Les temps ont changé, les femmes occupent de plus en plus une place prépondérante dans l’étude poussée de nos écrits et de leur interprétation. Elles peuvent à la fois danser avec nos sepharim en ayant toute légitimité pour étudier et interpréter nos textes sacrés.

Le lendemain, jour de Simhat Thora proprement dit, donnait lieu à des agapes qui transformaient la synagogue en une immense salle à manger. Mon oncle Charles offrait à toutes les personnes présentes au sein de sa synagogue un somptueux buffet car il était Hatane Thorah ; les congélateurs n’avaient pas encore leur place dans nos cuisines et toutes les femmes de la famille étaient mobilisées pour faire de cette journée la plus fastueuse de l’année. Ma mère, seule dans la famille à maîtriser l’art de fabriquer la feuille de brique passait toute sa soirée à confectionner d’énormes quantités servant à rouler les pastillas et autres rouleaux farcis de poulet et de pâté. Mes tantes vidaient et découpaient les volailles pour les farcir, ma grand mère s’attelait à la pièce montée.
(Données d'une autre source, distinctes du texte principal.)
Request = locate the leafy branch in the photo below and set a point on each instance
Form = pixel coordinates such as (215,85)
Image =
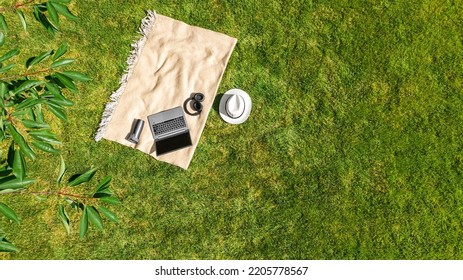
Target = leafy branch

C’était les préparatifs d’un mariage en un temps record.

L’année recommençait et les rituels reprenaient.

Même si je m’en éloigne ( peu il est vrai) car ni l’époque ni le pays ne sont les mêmes, je me rends compte que ces rituels rythment mon temps et je les observe malgré tout en prenant quelques libertés. Mon vendredi est une journée exclusivement dédiée au shabbat, et le soir venu, je suis aussi exténuée que ma mère l’était à la fin de ses journées après les préparatifs du shabbat et des fêtes.